I do not delete anything because fneg might have multiple uses.
My main motivation for this combine is to help AMD's instruction selection when it comes to source modifiers. After abs is selected into a modifier it will stop and it wont pick neg which will live on and be redundant.
Even with multiple uses of fneg(x) those other uses can still be replaced by a neg src modifier (but because of the redundant use it won't be DCE'd).

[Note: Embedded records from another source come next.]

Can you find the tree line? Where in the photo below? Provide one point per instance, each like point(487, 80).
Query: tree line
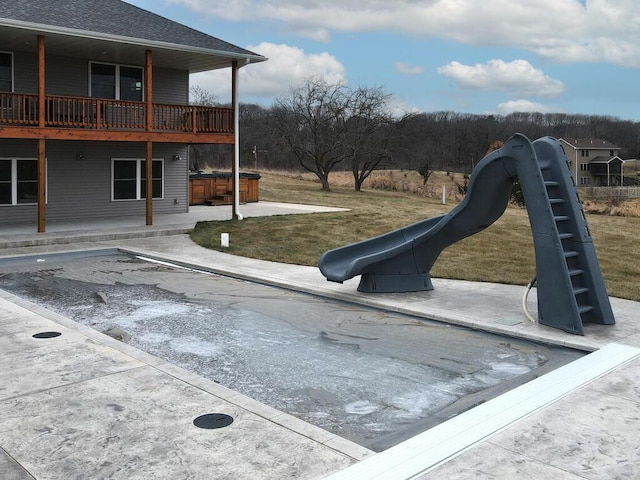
point(321, 127)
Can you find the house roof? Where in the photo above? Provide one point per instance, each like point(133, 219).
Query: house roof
point(604, 160)
point(590, 143)
point(114, 30)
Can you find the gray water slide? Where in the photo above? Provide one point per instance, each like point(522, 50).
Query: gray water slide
point(570, 285)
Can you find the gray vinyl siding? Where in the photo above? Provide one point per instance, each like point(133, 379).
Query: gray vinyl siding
point(70, 76)
point(25, 73)
point(81, 188)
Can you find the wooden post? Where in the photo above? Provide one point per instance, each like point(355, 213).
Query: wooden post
point(41, 141)
point(149, 177)
point(148, 76)
point(148, 89)
point(41, 186)
point(41, 82)
point(235, 166)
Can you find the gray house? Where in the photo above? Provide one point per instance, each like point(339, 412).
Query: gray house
point(94, 109)
point(594, 162)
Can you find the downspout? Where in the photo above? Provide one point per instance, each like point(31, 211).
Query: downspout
point(235, 213)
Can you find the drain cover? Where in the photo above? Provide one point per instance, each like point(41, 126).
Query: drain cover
point(211, 421)
point(46, 335)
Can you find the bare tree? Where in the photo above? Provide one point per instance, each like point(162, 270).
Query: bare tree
point(369, 129)
point(311, 124)
point(202, 97)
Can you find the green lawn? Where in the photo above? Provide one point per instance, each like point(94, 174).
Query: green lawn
point(503, 253)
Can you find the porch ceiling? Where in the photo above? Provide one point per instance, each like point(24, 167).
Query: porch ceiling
point(118, 49)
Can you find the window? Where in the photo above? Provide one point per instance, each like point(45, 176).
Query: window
point(6, 72)
point(18, 181)
point(116, 81)
point(129, 182)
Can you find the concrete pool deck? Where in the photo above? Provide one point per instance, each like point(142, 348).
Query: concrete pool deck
point(111, 411)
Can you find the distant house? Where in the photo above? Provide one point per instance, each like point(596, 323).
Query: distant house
point(594, 162)
point(94, 109)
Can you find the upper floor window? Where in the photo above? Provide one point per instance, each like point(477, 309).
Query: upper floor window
point(18, 181)
point(118, 82)
point(6, 72)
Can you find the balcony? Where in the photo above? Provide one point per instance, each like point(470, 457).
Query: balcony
point(61, 112)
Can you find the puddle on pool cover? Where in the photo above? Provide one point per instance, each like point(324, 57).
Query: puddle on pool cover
point(373, 377)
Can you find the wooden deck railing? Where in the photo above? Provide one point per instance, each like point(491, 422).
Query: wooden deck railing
point(18, 109)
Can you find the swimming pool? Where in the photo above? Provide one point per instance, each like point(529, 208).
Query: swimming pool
point(371, 376)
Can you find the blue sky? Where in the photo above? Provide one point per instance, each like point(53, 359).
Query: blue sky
point(468, 56)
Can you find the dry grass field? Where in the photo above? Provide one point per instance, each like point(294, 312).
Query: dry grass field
point(503, 253)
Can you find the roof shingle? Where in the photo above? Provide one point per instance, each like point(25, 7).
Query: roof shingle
point(113, 18)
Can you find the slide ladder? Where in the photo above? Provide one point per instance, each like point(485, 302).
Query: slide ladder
point(571, 289)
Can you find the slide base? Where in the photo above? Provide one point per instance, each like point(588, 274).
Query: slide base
point(417, 282)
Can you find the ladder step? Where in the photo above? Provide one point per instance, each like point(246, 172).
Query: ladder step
point(584, 309)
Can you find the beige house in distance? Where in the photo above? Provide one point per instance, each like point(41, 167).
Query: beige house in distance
point(594, 162)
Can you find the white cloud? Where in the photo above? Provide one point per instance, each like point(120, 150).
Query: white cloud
point(525, 106)
point(518, 77)
point(407, 69)
point(603, 31)
point(286, 66)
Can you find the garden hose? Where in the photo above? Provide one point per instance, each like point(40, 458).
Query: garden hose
point(524, 299)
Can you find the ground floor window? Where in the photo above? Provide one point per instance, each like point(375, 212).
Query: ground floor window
point(18, 181)
point(129, 179)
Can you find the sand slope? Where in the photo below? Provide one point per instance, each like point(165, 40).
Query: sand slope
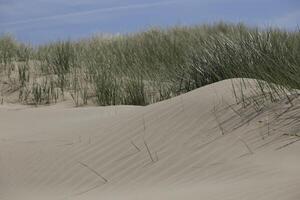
point(194, 146)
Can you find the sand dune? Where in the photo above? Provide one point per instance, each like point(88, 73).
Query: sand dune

Here is an interesting test that shows benefits even with multple uses of fneg(x):

define amdgpu_vs float @test(float %x, float %y) {
.entry:
    %negx = fneg float %x
    %absnegx = call float @llvm.fabs.f32(float %negx)
    %add1 = fadd float %absnegx, %y
    %add2 = fadd float %add1, %negx
    ret float %add2
}

declare float @llvm.fabs.f32(float)

Before patch:

	v_xor_b32_e32 v2, 0x80000000, v0
	v_add_f32_e64 v1, |v2|, v1
	v_add_f32_e64 v0, v1, -v0

After patch:

	v_add_f32_e64 v1, |v0|, v1
	v_add_f32_e64 v0, v1, -v0
foad accepted this revision.Oct 4 2021, 8:08 AM

LGTM.

llvm/include/llvm/CodeGen/GlobalISel/CombinerHelper.h
371–376

OK.

llvm/lib/CodeGen/GlobalISel/CombinerHelper.cpp
2139

Could return false early.

This revision is now accepted and ready to land.Oct 4 2021, 8:08 AM
mbrkusanin marked an inline comment as done.Oct 5 2021, 4:44 AM
This revision was automatically updated to reflect the committed changes.